Naked women are generally a given when it comes to most contemporary horror films. For a lot of horror films, success depends on their combination of nudity and gore. Flesh For the Beast, directed by Terry M. West, is no exception. What makes Flesh For the Beast different is its employment of shoddy childlike masks not even worthy of Wes Craven’s Swamp Thing.

Any hypnotic sexual appeal from these exposed harlots is lost as soon as they turn ghoulish and harness bargain bin Halloween masks. Terry M. West must be a fan of both R.L. Stine’s Goosebumps series and Lucio Fulci’s City of the Living Dead. Weak costumes and semi decent gore don’t really match. Twenty years ago Terry M. West may have been able to get away with it as a novelty.
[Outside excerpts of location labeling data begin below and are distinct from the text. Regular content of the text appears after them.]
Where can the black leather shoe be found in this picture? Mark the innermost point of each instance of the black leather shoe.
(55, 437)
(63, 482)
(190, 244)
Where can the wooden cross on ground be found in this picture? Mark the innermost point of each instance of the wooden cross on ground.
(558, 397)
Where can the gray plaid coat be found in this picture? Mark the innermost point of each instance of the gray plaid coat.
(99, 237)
Now he just seems like another unimaginative fan boy hack.

A Ken Foree clone and Sergio Leone henchman(Aldo Sanbrel) attempt to sparkle but fail in bringing even the most slightly plausible performance. If either had done something interesting, it wouldn’t have rescued Flesh For the Beast from being the mediocre and banal bore-fest that it is. The film fails in all attempts to pay homage or even steal from other films. Terry M. West seems like the type of horror director who saw a couple of the great Lucio Fuci and Dario Argento films and thought he could recreate aspects of those films surely. Instead, he created a weak contemporary model for underground horror filmmakers to come.
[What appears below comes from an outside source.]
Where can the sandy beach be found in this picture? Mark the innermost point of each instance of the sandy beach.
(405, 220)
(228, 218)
Surprisingly, the films soundtrack courtesy of KFCphile Buckethead, compliments its frenetically flawed editing. When I started watching the film and saw that it featured music from Buckethead, it made my expectations for Flesh For the Beast to be low. After viewing the film, it was one of the very few redeeming qualities . It added a sort of comic element to the film that was in contrast to the films literal attempt at comic relief in the form of a weasely documentary film cameraman.

Overall, Flesh For the Beast is another passable disk. Filled with uninteresting films and even more uninteresting extra features, it makes you even more aware of the stagnant independent horror film world. Although excellent underground films are being produced, films like Flesh For the Beast seem to be the most promoted(it has been released in a special edition set and two other releases). Watch it so you don’t let your film turn out this way.